Received-SPF: pass (google.com: best guess record for domain of linux-kernel-owner@vger.kernel.org designates 209.132.180.67 as permitted sender) client-ip=209.132.180.67;
Date:   Tue, 20 Aug 2019 11:52:40 +0200
From:   Peter Zijlstra <peterz@infradead.org>
To:     longli@linuxonhyperv.com
Cc:     Ingo Molnar <mingo@redhat.com>,
        Keith Busch <keith.busch@intel.com>, Jens Axboe <axboe@fb.com>,
        Christoph Hellwig <hch@lst.de>,
        Sagi Grimberg <sagi@grimberg.me>,
        linux-nvme@lists.infradead.org, linux-kernel@vger.kernel.org,
        Long Li <longli@microsoft.com>
Subject: Re: [PATCH 3/3] nvme: complete request in work queue on CPU with
 flooded interrupts
Message-ID: <20190820095240.GH2332@hirez.programming.kicks-ass.net>
References: <1566281669-48212-1-git-send-email-longli@linuxonhyperv.com>
 <1566281669-48212-4-git-send-email-longli@linuxonhyperv.com>
MIME-Version: 1.0
Content-Type: text/plain; charset=us-ascii
Content-Disposition: inline
In-Reply-To: <1566281669-48212-4-git-send-email-longli@linuxonhyperv.com>
User-Agent: Mutt/1.10.1 (2018-07-13)
Sender: linux-kernel-owner@vger.kernel.org
Precedence: bulk

On Mon, Aug 19, 2019 at 11:14:29PM -0700, longli@linuxonhyperv.com wrote:
> From: Long Li <longli@microsoft.com>
> 
> When a NVMe hardware queue is mapped to several CPU queues, it is possible
> that the CPU this hardware queue is bound to is flooded by returning I/O for
> other CPUs.
> 
> For example, consider the following scenario:
> 1. CPU 0, 1, 2 and 3 share the same hardware queue
> 2. the hardware queue interrupts CPU 0 for I/O response
> 3. processes from CPU 1, 2 and 3 keep sending I/Os
> 
> CPU 0 may be flooded with interrupts from NVMe device that are I/O responses
> for CPU 1, 2 and 3. Under heavy I/O load, it is possible that CPU 0 spends
> all the time serving NVMe and other system interrupts, but doesn't have a
> chance to run in process context.

Ideally -- and there is some code to affect this, the load-balancer will
move tasks away from this CPU.

> To fix this, CPU 0 can schedule a work to complete the I/O request when it
> detects the scheduler is not making progress.

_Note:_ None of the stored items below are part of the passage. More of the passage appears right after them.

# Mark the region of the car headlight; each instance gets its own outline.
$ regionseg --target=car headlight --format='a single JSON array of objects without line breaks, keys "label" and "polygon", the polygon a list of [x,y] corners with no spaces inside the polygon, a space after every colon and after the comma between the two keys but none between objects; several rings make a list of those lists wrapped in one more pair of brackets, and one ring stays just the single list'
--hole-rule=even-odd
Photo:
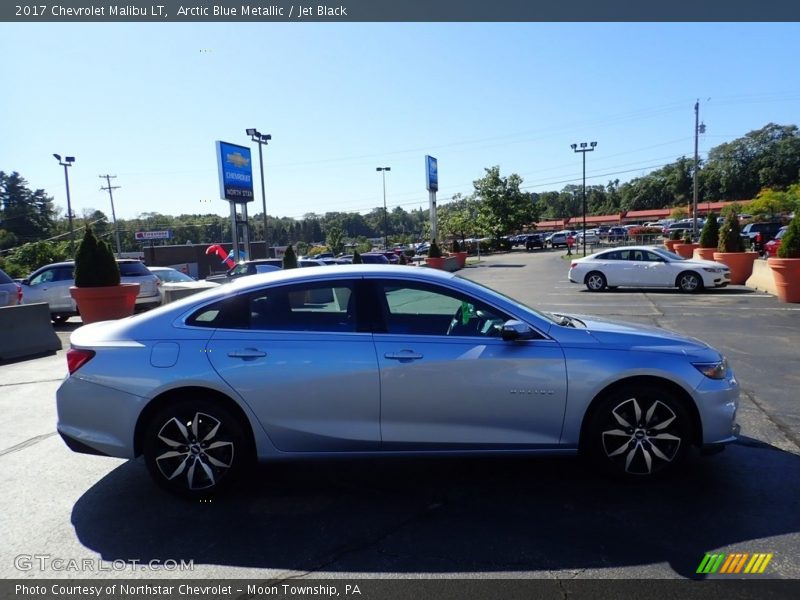
[{"label": "car headlight", "polygon": [[725,379],[728,374],[728,359],[724,356],[718,362],[692,363],[692,365],[709,379]]},{"label": "car headlight", "polygon": [[703,267],[703,271],[706,273],[724,273],[729,269],[723,269],[722,267]]}]

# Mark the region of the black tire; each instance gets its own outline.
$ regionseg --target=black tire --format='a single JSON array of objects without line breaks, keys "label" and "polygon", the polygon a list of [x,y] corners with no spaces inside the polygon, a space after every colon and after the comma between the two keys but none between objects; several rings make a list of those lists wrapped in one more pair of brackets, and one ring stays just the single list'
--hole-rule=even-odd
[{"label": "black tire", "polygon": [[648,479],[683,462],[691,431],[688,413],[673,393],[633,385],[600,400],[589,416],[581,449],[612,475]]},{"label": "black tire", "polygon": [[67,322],[70,315],[50,315],[50,318],[53,320],[53,323],[56,325],[62,325]]},{"label": "black tire", "polygon": [[694,294],[703,290],[703,278],[694,271],[684,271],[678,275],[675,285],[685,294]]},{"label": "black tire", "polygon": [[588,273],[586,277],[584,277],[583,283],[586,285],[586,289],[588,289],[590,292],[602,292],[604,289],[606,289],[606,285],[608,285],[606,276],[600,271],[592,271],[591,273]]},{"label": "black tire", "polygon": [[251,458],[242,424],[208,397],[170,402],[150,420],[144,436],[150,475],[158,485],[181,496],[207,497],[218,492],[236,479]]}]

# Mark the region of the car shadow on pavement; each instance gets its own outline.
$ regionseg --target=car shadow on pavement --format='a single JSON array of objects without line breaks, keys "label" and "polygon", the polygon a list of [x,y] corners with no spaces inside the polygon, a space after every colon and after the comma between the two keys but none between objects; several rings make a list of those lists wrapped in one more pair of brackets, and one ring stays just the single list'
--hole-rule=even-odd
[{"label": "car shadow on pavement", "polygon": [[[585,287],[580,290],[584,294],[597,294],[598,292],[592,292],[587,290]],[[752,290],[746,287],[724,287],[724,288],[706,288],[696,292],[694,294],[687,294],[686,292],[680,291],[678,288],[637,288],[637,287],[615,287],[615,288],[606,288],[601,294],[656,294],[656,295],[680,295],[680,296],[696,296],[698,294],[702,295],[714,295],[714,296],[752,296],[752,295],[761,295],[761,296],[768,296],[769,294],[765,294],[764,292],[759,292],[757,290]]]},{"label": "car shadow on pavement", "polygon": [[797,481],[800,457],[745,441],[651,483],[572,458],[329,460],[261,466],[188,501],[136,460],[87,490],[72,523],[107,561],[437,575],[651,566],[696,578],[707,551],[773,552],[765,538],[800,530]]}]

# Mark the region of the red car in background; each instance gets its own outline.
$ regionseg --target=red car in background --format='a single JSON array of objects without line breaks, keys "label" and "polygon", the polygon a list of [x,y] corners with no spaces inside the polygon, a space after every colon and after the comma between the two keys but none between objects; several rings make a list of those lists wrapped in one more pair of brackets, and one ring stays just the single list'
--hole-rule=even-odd
[{"label": "red car in background", "polygon": [[764,244],[764,256],[771,258],[778,256],[778,248],[781,247],[781,238],[786,235],[787,226],[783,226],[775,234],[775,237]]}]

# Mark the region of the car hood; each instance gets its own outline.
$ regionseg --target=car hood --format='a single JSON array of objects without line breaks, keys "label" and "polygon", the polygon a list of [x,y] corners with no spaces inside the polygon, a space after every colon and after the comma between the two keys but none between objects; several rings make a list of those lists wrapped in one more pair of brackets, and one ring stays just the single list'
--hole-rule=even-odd
[{"label": "car hood", "polygon": [[[715,356],[719,354],[702,340],[667,329],[661,329],[651,325],[640,325],[638,323],[625,323],[623,321],[589,315],[567,316],[577,319],[584,324],[584,327],[581,327],[580,324],[576,324],[575,329],[564,329],[570,332],[576,332],[579,335],[582,334],[584,340],[585,335],[588,333],[597,343],[610,348],[676,352],[704,358],[708,358],[709,352],[713,352]],[[558,329],[558,327],[556,326],[553,329]],[[562,331],[564,329],[562,329]]]},{"label": "car hood", "polygon": [[686,260],[682,261],[675,261],[676,264],[683,265],[685,267],[709,267],[715,269],[727,269],[728,265],[724,265],[720,262],[715,262],[713,260],[704,260],[702,258],[687,258]]}]

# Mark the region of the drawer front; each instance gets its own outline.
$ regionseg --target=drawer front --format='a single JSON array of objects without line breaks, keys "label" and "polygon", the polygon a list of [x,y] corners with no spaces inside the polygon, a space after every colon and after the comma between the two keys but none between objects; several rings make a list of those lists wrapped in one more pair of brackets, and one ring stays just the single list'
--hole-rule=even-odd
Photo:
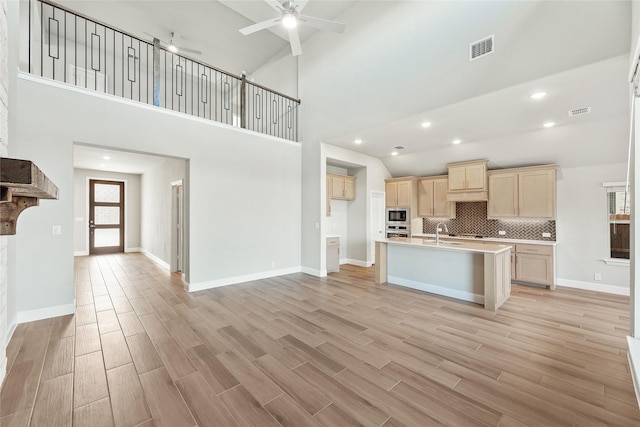
[{"label": "drawer front", "polygon": [[518,243],[516,252],[519,254],[536,254],[536,255],[553,255],[553,246],[548,245],[529,245]]},{"label": "drawer front", "polygon": [[339,237],[328,237],[327,238],[327,245],[339,245],[340,244],[340,238]]}]

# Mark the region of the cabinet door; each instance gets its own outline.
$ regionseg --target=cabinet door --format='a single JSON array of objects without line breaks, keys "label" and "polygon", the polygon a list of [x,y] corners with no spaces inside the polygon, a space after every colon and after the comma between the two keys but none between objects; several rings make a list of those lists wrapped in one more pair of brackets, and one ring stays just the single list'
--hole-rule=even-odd
[{"label": "cabinet door", "polygon": [[433,181],[433,216],[441,218],[456,217],[456,202],[447,202],[449,180],[446,178]]},{"label": "cabinet door", "polygon": [[520,172],[520,217],[555,219],[555,169]]},{"label": "cabinet door", "polygon": [[464,166],[449,167],[449,191],[465,190],[467,177]]},{"label": "cabinet door", "polygon": [[327,175],[327,216],[331,216],[331,177]]},{"label": "cabinet door", "polygon": [[466,167],[466,189],[485,190],[487,188],[487,166],[471,165]]},{"label": "cabinet door", "polygon": [[516,254],[516,279],[540,285],[553,285],[553,257]]},{"label": "cabinet door", "polygon": [[331,198],[344,199],[344,178],[332,176],[331,182]]},{"label": "cabinet door", "polygon": [[418,216],[433,216],[433,184],[431,179],[418,181]]},{"label": "cabinet door", "polygon": [[411,208],[411,181],[398,181],[398,207]]},{"label": "cabinet door", "polygon": [[385,201],[388,208],[398,206],[398,183],[387,182],[384,185]]},{"label": "cabinet door", "polygon": [[347,200],[355,200],[356,198],[356,182],[353,179],[344,179],[344,198]]},{"label": "cabinet door", "polygon": [[496,173],[489,176],[487,218],[518,216],[518,174]]}]

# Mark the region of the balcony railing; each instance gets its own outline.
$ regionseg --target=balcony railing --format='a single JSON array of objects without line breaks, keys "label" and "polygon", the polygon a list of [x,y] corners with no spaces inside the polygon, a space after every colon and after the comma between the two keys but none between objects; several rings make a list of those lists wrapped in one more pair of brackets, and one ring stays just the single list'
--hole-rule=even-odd
[{"label": "balcony railing", "polygon": [[43,0],[29,2],[29,73],[291,141],[300,100]]}]

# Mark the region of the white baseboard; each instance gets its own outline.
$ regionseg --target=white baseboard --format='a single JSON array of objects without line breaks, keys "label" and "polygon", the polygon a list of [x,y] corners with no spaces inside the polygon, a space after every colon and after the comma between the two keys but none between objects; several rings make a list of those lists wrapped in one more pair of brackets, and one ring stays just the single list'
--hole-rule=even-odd
[{"label": "white baseboard", "polygon": [[151,261],[155,262],[156,264],[160,265],[161,267],[166,268],[167,270],[171,269],[171,266],[164,262],[163,260],[161,260],[160,258],[158,258],[157,256],[155,256],[154,254],[152,254],[149,251],[145,251],[144,249],[140,248],[140,252],[142,252],[142,254],[144,256],[146,256],[147,258],[149,258]]},{"label": "white baseboard", "polygon": [[282,268],[279,270],[263,271],[261,273],[245,274],[242,276],[226,277],[224,279],[209,280],[207,282],[189,283],[188,291],[196,292],[205,289],[219,288],[220,286],[235,285],[238,283],[251,282],[253,280],[268,279],[269,277],[284,276],[285,274],[300,273],[300,267]]},{"label": "white baseboard", "polygon": [[73,256],[89,256],[89,251],[75,251]]},{"label": "white baseboard", "polygon": [[129,252],[142,252],[142,248],[124,248],[124,251]]},{"label": "white baseboard", "polygon": [[387,283],[390,283],[392,285],[406,286],[407,288],[430,292],[432,294],[442,295],[445,297],[456,298],[463,301],[470,301],[470,302],[475,302],[477,304],[484,304],[484,295],[477,295],[471,292],[445,288],[443,286],[431,285],[429,283],[416,282],[415,280],[403,279],[403,278],[394,277],[394,276],[388,276]]},{"label": "white baseboard", "polygon": [[66,316],[67,314],[74,314],[75,312],[75,303],[37,308],[35,310],[19,311],[16,315],[16,323],[33,322],[35,320],[49,319],[51,317]]},{"label": "white baseboard", "polygon": [[627,358],[629,359],[631,380],[633,381],[633,388],[636,390],[638,406],[640,406],[640,339],[627,337],[627,343],[629,344]]},{"label": "white baseboard", "polygon": [[304,274],[309,274],[316,277],[327,277],[327,270],[316,270],[315,268],[302,267],[301,271]]},{"label": "white baseboard", "polygon": [[631,290],[621,286],[605,285],[603,283],[583,282],[580,280],[558,279],[558,286],[567,288],[584,289],[586,291],[605,292],[607,294],[629,296]]},{"label": "white baseboard", "polygon": [[351,264],[351,265],[357,265],[358,267],[371,267],[373,265],[370,262],[360,261],[359,259],[351,259],[351,258],[345,258],[344,262],[340,260],[340,264]]}]

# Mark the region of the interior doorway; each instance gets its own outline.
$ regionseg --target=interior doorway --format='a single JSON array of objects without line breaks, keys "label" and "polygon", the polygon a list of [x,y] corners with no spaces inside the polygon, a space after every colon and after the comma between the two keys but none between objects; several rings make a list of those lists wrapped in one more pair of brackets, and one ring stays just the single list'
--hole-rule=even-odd
[{"label": "interior doorway", "polygon": [[184,263],[184,188],[180,179],[171,183],[171,262],[172,272],[182,272]]},{"label": "interior doorway", "polygon": [[376,262],[376,240],[384,239],[384,228],[385,228],[385,218],[384,218],[384,209],[385,209],[385,198],[384,192],[382,191],[372,191],[371,192],[371,230],[370,230],[370,238],[371,238],[371,263],[375,264]]},{"label": "interior doorway", "polygon": [[124,252],[124,182],[89,180],[89,254]]}]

This serves multiple purposes:

Suppose the task waiting for the IO completion is a RT task, and you've
just queued it to a regular work. This is an instant priority inversion.

> 1. This CPU has to be scheduled to complete the request. The other CPUs can't
> issue more I/Os until some previous I/Os are completed. This helps this CPU
> get out of NVMe interrupts.
> 
> 2. This acts a throttling mechanisum for NVMe devices, in that it can not
> starve a CPU while servicing I/Os from other CPUs.
> 
> 3. This CPU can make progress on RCU and other work items on its queue.
> 
> Signed-off-by: Long Li <longli@microsoft.com>
> ---
>  drivers/nvme/host/core.c | 57 +++++++++++++++++++++++++++++++++++++++-
>  drivers/nvme/host/nvme.h |  1 +
>  2 files changed, 57 insertions(+), 1 deletion(-)

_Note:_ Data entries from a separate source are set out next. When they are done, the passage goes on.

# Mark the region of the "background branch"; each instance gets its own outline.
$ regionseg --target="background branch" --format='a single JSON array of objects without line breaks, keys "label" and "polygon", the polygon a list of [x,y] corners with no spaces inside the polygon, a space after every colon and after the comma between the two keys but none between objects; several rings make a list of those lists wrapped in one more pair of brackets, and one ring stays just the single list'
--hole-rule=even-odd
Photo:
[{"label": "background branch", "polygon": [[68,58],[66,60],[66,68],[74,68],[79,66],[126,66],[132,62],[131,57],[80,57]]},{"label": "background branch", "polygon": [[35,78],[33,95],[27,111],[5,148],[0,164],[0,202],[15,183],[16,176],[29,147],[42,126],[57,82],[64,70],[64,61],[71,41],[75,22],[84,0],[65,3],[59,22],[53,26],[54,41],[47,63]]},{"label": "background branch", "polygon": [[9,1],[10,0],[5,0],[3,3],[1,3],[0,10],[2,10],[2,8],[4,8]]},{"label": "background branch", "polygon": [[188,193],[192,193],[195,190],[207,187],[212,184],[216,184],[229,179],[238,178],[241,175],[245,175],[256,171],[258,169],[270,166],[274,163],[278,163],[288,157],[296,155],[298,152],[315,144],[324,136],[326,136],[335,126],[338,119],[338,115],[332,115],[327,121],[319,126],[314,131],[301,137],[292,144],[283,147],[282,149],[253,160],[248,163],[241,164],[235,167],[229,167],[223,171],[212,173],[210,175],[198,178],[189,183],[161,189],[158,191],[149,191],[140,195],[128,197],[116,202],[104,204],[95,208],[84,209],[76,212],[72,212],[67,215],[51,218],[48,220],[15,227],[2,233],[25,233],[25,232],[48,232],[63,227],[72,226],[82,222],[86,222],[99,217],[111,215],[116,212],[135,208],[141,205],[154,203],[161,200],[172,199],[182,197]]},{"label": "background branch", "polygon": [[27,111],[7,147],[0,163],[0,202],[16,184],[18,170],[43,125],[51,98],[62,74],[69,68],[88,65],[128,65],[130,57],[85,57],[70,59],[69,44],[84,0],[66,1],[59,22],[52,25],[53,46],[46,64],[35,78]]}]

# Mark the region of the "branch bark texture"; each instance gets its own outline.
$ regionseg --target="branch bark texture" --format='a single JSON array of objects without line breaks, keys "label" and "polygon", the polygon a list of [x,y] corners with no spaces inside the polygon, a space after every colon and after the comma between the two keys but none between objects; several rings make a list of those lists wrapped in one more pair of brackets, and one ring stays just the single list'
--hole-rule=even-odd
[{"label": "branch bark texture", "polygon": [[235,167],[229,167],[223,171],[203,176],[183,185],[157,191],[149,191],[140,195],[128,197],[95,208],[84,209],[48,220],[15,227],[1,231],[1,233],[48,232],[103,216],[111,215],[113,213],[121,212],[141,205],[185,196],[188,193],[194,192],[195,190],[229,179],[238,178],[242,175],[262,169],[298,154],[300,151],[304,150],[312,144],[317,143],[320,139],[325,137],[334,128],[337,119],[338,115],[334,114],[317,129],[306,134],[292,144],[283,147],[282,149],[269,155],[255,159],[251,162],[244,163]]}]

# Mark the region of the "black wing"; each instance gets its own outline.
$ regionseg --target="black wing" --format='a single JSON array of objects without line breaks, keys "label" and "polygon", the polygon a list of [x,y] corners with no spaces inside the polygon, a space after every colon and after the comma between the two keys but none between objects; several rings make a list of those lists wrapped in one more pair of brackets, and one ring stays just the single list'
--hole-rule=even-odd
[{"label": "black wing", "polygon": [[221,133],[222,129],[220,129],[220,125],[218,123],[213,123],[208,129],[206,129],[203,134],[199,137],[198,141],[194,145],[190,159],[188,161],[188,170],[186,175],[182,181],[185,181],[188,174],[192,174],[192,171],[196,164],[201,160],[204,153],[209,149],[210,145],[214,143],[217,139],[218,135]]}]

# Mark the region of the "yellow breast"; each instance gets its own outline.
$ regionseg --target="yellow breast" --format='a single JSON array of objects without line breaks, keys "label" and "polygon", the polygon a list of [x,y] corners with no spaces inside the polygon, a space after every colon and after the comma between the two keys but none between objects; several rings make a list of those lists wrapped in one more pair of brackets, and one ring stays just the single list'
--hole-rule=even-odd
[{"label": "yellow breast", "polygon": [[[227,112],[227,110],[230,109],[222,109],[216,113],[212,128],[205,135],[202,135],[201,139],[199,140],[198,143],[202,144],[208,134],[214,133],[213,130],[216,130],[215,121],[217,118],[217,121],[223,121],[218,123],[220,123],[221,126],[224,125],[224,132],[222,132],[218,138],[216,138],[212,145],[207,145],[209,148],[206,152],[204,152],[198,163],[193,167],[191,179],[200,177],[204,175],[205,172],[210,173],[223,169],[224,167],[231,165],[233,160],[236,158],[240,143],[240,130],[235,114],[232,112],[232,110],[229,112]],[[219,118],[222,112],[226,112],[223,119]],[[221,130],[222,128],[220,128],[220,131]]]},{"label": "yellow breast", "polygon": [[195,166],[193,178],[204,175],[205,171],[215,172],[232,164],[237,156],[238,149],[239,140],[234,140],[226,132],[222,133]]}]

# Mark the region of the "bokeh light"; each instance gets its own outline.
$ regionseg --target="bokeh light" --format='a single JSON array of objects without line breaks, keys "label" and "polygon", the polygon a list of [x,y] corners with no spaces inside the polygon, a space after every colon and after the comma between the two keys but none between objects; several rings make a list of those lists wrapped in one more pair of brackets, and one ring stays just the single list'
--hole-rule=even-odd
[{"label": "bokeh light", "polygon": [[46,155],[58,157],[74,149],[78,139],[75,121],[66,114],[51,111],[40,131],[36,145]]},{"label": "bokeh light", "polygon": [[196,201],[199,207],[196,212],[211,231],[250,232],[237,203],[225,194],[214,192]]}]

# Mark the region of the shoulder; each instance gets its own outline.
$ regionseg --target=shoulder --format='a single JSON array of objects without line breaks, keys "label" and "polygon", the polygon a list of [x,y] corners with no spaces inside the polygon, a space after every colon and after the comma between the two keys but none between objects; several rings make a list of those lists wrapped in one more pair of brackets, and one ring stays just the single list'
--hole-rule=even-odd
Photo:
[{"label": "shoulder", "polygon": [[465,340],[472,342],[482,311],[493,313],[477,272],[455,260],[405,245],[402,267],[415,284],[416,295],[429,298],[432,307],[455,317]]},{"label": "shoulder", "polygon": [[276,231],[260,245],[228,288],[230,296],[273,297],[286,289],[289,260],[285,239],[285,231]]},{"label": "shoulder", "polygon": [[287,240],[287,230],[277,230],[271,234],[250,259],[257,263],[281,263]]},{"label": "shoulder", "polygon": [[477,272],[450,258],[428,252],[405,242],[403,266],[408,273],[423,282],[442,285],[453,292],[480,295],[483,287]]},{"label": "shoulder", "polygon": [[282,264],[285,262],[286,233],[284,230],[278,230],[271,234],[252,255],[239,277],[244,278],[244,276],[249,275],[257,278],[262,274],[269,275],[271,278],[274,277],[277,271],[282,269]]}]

WTH does this live in the NVME driver? Surely something like this should
be in the block layer. I'm thinking there's fiber channel connected
storage that should be able to trigger much the same issues.

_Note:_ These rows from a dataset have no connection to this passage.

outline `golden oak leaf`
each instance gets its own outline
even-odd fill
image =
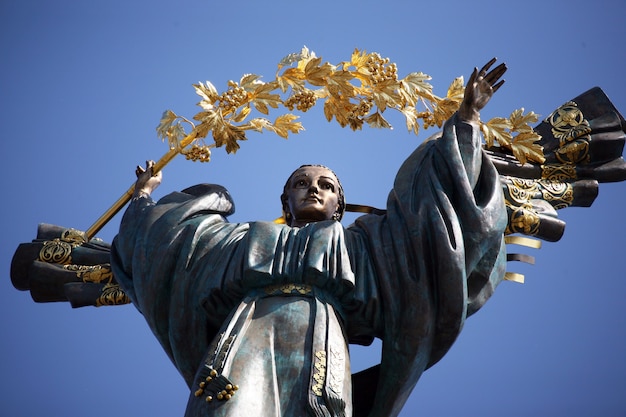
[[[298,133],[304,130],[302,123],[294,122],[297,118],[298,116],[289,113],[278,116],[274,121],[274,132],[281,138],[287,139],[289,132]]]
[[[539,115],[532,111],[524,114],[524,108],[522,107],[513,111],[509,120],[511,121],[511,130],[513,132],[532,132],[531,124],[537,123]]]
[[[493,146],[494,140],[505,148],[511,147],[511,122],[503,117],[494,117],[487,123],[480,124],[480,130],[483,132],[487,146]]]
[[[540,139],[541,135],[536,132],[521,132],[511,142],[513,156],[522,164],[527,160],[543,164],[546,158],[543,155],[543,146],[537,143]]]
[[[381,129],[393,129],[387,120],[379,112],[372,113],[365,118],[365,122],[371,127],[377,127]]]

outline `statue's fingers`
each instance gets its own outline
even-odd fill
[[[502,63],[498,65],[497,67],[495,67],[493,70],[491,70],[489,74],[485,75],[484,79],[489,84],[493,85],[500,79],[500,77],[502,77],[502,75],[504,75],[506,70],[507,70],[506,64]]]
[[[478,68],[474,67],[474,71],[472,71],[472,74],[469,77],[469,80],[467,80],[467,84],[466,85],[472,85],[474,84],[474,81],[476,81],[476,77],[478,76]]]
[[[491,58],[491,60],[489,62],[487,62],[481,69],[480,69],[480,74],[486,74],[487,71],[489,71],[489,68],[491,68],[491,66],[493,65],[494,62],[496,62],[498,58],[493,57]]]
[[[496,91],[498,91],[498,89],[502,87],[502,84],[504,84],[504,80],[500,80],[496,85],[491,87],[492,93],[495,93]]]

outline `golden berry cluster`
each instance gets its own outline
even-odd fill
[[[211,160],[211,149],[206,145],[193,144],[190,148],[181,151],[188,161],[209,162]]]
[[[361,100],[358,106],[352,108],[352,110],[348,113],[348,119],[354,119],[366,116],[370,110],[374,107],[374,104],[371,100]]]
[[[218,101],[219,108],[225,113],[229,113],[248,101],[248,93],[238,83],[230,80],[228,81],[228,90],[220,95]]]
[[[398,68],[395,62],[389,63],[389,58],[381,58],[377,53],[368,56],[367,69],[374,85],[387,80],[398,80]]]
[[[311,90],[302,90],[291,95],[285,100],[285,107],[289,110],[293,110],[294,107],[299,111],[305,112],[315,105],[315,93]]]
[[[437,122],[435,122],[435,115],[429,111],[418,112],[417,118],[422,119],[424,129],[428,129],[429,127],[433,127],[437,125]]]

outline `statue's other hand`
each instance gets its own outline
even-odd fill
[[[161,184],[161,171],[154,173],[154,161],[146,161],[146,167],[137,165],[135,169],[137,181],[135,182],[135,191],[133,197],[141,194],[150,195]]]
[[[480,70],[474,68],[465,86],[465,95],[459,107],[459,117],[462,120],[478,122],[480,120],[480,111],[487,105],[493,93],[498,91],[504,84],[504,80],[500,78],[506,72],[506,64],[502,63],[489,71],[489,68],[495,62],[496,58],[492,58]]]

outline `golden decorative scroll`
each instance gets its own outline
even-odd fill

> diff --git a/drivers/nvme/host/core.c b/drivers/nvme/host/core.c
> index 6a9dd68c0f4f..576bb6fce293 100644
> --- a/drivers/nvme/host/core.c
> +++ b/drivers/nvme/host/core.c

> @@ -260,9 +270,54 @@ static void nvme_retry_req(struct request *req)
>  	blk_mq_delay_kick_requeue_list(req->q, delay);
>  }
>  
> +static void nvme_complete_rq_work(struct work_struct *work)
> +{
> +	struct nvme_request *nvme_rq =
> +		container_of(work, struct nvme_request, work);
> +	struct request *req = blk_mq_rq_from_pdu(nvme_rq);
> +
> +	nvme_complete_rq(req);
> +}
> +
> +
>  void nvme_complete_rq(struct request *req)
>  {
> -	blk_status_t status = nvme_error_status(req);
> +	blk_status_t status;
> +	int cpu;
> +	u64 switches;
> +	struct nvme_request *nvme_rq;
> +
> +	if (!in_interrupt())
> +		goto skip_check;
> +
> +	nvme_rq = nvme_req(req);
> +	cpu = smp_processor_id();
> +	if (idle_cpu(cpu))
> +		goto skip_check;
> +
> +	/* Check if this CPU is flooded with interrupts */
> +	switches = get_cpu_rq_switches(cpu);
> +	if (this_cpu_read(last_switch) == switches) {
> +		/*
> +		 * If this CPU hasn't made a context switch in
> +		 * MAX_SCHED_TIMEOUT ns (and it's not idle), schedule a work to
> +		 * complete this I/O. This forces this CPU run non-interrupt
> +		 * code and throttle the other CPU issuing the I/O
> +		 */

What if there was only a single task on that CPU? Then we'd never
need/want to context switch in the first place.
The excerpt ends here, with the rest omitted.